While Lambda School’s ISA terms require students to pay 17% of their monthly salary for 24 months once they begin earning above $50,000 annually — up to a maximum of $30,000, Microverse requires that graduates pay 15% of their salary once they begin making more than just $1,000 per month, though there is no cap on time, so students continue payments until they have repaid $15,000 in full. In both startups’ cases, students only repay if they are employed in a field related to what they studied, but with Microverse, ISAs never expire, so if you ever enter a job adjacent to your area of study, you are on the hook for repayments. Lambda School’s ISA taps out after five years of deferred repayments.

The startup has made efforts to streamline their online program since launch to ensure that students are being set up to succeed in the full-time, 10-month program. Part of Microverse’s efforts have included condensing lesson segments into shorter time frames to ensure students aren’t starting the program unless they have enough free time to commit. Camus says the startup is receiving thousands of applications per month, of which only a fraction are accepted in an effort to ensure that the small startup isn’t overcommitting itself early on. The startup estimates it will usher 1,000 students through its program this year.

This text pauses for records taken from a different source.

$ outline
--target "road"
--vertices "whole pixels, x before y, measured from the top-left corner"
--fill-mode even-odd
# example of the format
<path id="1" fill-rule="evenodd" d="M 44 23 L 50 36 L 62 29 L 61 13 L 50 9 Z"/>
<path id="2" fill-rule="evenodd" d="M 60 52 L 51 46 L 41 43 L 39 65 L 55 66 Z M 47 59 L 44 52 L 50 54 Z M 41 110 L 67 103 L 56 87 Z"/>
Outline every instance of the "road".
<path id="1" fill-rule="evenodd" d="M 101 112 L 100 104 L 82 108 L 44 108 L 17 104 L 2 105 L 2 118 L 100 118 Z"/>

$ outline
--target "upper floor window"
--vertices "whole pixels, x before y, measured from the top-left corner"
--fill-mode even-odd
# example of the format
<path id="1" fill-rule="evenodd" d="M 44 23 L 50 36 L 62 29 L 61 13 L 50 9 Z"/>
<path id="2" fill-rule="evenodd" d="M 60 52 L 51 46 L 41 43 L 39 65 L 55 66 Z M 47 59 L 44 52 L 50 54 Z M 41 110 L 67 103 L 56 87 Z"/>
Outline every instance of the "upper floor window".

The startup has big plans for the future, including working more closely with tech companies to ensure that students have easier access to job placement once they graduate.

“We have data now that the day we launch a partner program — which we haven’t done yet but we will eventually — it opens up the market by 5x,” Camus tells TechCrunch. “To get 10,000 students per year in a world where 90% of the world’s population doesn’t have access to higher education — it’s not going to be that hard, to be honest, I’m not too worried.”